The other thing I noticed during the electrifying set was that the missing component from Testing wasn’t anything that could be quantified, held, or even contained on the album in whatever medium it was consumed. It was Rocky himself, his infectious energy, his cocksure demeanor, and the visual components of his live performance, which ranged from inventive to outright absurd. Watching him perform the songs live, the intent of Testing became clear. Rocky complained in a recent interview that the album received a lukewarm response from both fans and critics, that it was too experimental, drawing its sonic direction from its title. However, I’d argue the opposite, that ultimately the problem with Testing may not have been that it was too experimental. Rather, it wasn’t experimental enough.
For instance, during the show, Rocky made his entrance dressed as a Crash Dummy himself, putting himself in the shoes of a test subject as a computerized AI voice put both him and the crowd through their paces with a series of instructions issued both by the AI and by Rocky’s lab-coated assistants, who were also dressed as Crash Dummies. The iconography that was plastered all over his album packaging and promotion suddenly made perfect sense to me — in the old commercials, some of the Dummies naturally played the scientists, putting the others through a series of dangerous exams behind the wheels of a range of cars.
The overall message of those Crash Dummies PSAs was to encourage people to use their cars’ safety belts. In Rocky’s vision, the desired goal is to get people to take more risks, not fewer, a sentiment he conveys in a breathtaking moment where he rhymes “Gunz N Butter” from atop a car suspended over the stage — it looks wildly unsafe, but the spectacle is worth the implied peril, if for no other reason than the story. As the AI occasionally interrupted the proceedings to bark out orders — for instance, stopping an exuberant rendition of “Tony Tone” to prompt Rocky to whip out ten push-ups — the concept of a mad science experiment gone off the rails couldn’t be ignored or overlooked as it could on the album.
The biggest issue on Testing, and really with most of Rocky’s music, is how clearly he wears his influences on his sleeve. The Injured Generation live show and Testing share this attribute, but it only really works live. During the show and the album, a lot of the seams show, and in the patterns of the stitching you can see the remnants of the patterns he worked from, the designers he was inspired by and ultimately, followed maybe a little too closely, i.e., cribbing his flow from Cleveland, his muddy, chopped-and-screwed beats from Houston, and his almost goofy obsession with fashion from Kanye.
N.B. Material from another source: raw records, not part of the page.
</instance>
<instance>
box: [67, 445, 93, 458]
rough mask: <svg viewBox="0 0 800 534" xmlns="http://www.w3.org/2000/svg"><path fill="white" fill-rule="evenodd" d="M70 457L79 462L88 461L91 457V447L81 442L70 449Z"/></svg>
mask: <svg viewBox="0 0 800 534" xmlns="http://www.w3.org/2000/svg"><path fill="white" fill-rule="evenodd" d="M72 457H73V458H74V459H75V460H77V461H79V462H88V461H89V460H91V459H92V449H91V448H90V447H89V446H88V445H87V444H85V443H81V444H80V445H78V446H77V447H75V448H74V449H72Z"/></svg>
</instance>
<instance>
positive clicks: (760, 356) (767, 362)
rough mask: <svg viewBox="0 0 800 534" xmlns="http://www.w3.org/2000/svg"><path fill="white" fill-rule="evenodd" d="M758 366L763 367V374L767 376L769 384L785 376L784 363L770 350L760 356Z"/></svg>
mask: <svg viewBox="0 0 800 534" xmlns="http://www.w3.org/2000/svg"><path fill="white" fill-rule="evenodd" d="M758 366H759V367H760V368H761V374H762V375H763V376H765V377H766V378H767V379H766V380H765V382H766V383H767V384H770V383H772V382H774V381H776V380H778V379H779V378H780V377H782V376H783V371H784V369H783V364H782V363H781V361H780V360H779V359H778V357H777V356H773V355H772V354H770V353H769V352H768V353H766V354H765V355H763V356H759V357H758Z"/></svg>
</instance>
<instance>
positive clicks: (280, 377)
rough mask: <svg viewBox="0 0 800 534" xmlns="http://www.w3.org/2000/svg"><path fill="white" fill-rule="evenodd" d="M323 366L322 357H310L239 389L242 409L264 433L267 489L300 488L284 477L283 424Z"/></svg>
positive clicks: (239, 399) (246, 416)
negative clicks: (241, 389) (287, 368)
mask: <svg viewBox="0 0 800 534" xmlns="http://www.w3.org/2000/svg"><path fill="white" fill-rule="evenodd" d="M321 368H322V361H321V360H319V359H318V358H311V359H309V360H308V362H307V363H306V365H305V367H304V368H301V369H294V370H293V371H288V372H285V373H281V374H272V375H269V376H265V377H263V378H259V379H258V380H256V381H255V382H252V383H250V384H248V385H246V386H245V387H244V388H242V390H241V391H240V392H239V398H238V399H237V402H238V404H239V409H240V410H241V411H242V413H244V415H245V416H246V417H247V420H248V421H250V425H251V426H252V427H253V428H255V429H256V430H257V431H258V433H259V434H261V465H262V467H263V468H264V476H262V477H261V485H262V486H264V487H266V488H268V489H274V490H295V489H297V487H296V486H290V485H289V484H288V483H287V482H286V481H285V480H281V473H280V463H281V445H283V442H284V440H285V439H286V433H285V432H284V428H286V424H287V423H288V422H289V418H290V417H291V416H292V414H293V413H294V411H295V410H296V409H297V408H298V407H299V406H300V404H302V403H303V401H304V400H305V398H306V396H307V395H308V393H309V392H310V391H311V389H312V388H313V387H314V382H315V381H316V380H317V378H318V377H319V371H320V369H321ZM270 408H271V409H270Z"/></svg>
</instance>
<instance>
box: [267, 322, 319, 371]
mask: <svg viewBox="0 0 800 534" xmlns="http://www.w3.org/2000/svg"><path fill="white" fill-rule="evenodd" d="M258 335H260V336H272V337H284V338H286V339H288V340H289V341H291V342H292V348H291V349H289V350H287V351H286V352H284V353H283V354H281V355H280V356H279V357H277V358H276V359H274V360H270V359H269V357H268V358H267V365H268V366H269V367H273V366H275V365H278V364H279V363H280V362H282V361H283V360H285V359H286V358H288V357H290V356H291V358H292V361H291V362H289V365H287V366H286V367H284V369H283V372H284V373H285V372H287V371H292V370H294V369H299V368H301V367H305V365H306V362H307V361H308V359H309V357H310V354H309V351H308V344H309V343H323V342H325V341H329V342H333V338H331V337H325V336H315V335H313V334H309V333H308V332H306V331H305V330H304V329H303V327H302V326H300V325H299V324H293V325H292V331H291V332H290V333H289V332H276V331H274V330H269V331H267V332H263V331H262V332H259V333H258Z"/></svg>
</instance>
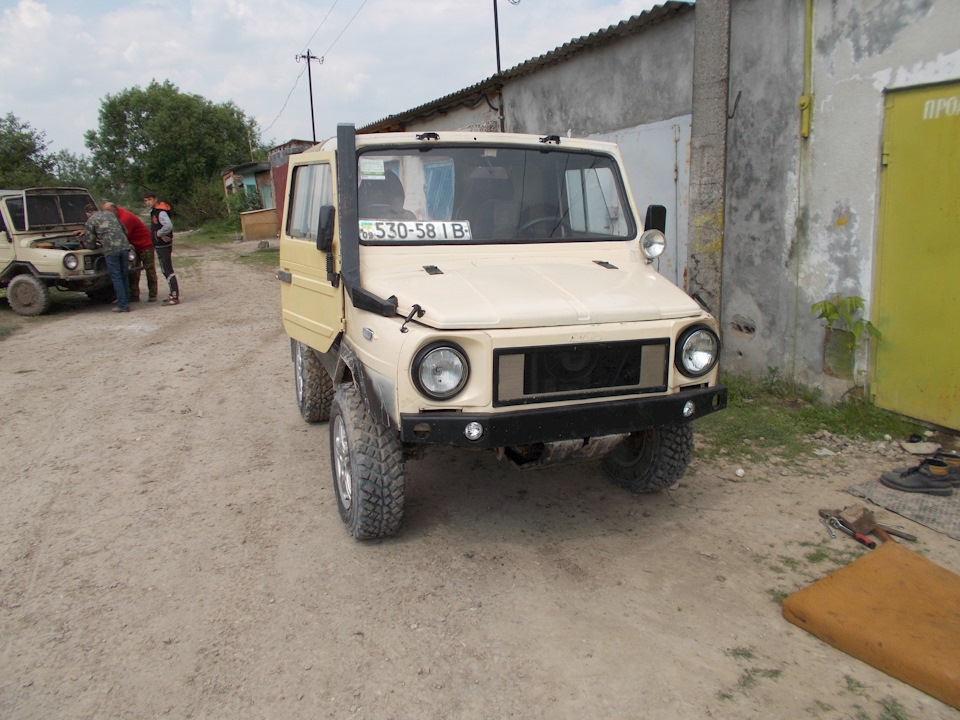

On record, it’s underwhelming. I wanted to love Testing but couldn’t help feeling like I was being hustled by an artist hucking reproductions outside the real art show, talking fast to obfuscate the shoddy work and inflate his own genius. In person, he can cherry-pick the most fun bits of other artists’ shows and it’s just as exciting to watch him as he reinterprets those pieces through his own, wacky lens. Live, his energy and the energy of the ecstatically violent crowd cover for this lack of originality. There are enough bells and whistles — like the sudden appearance of Drake or watching Rocky make beats on a custom iPad midi controller while lounging in a collection of presumably fan-donated bras — to distract from the relatively straightforward execution of the derivative ideas.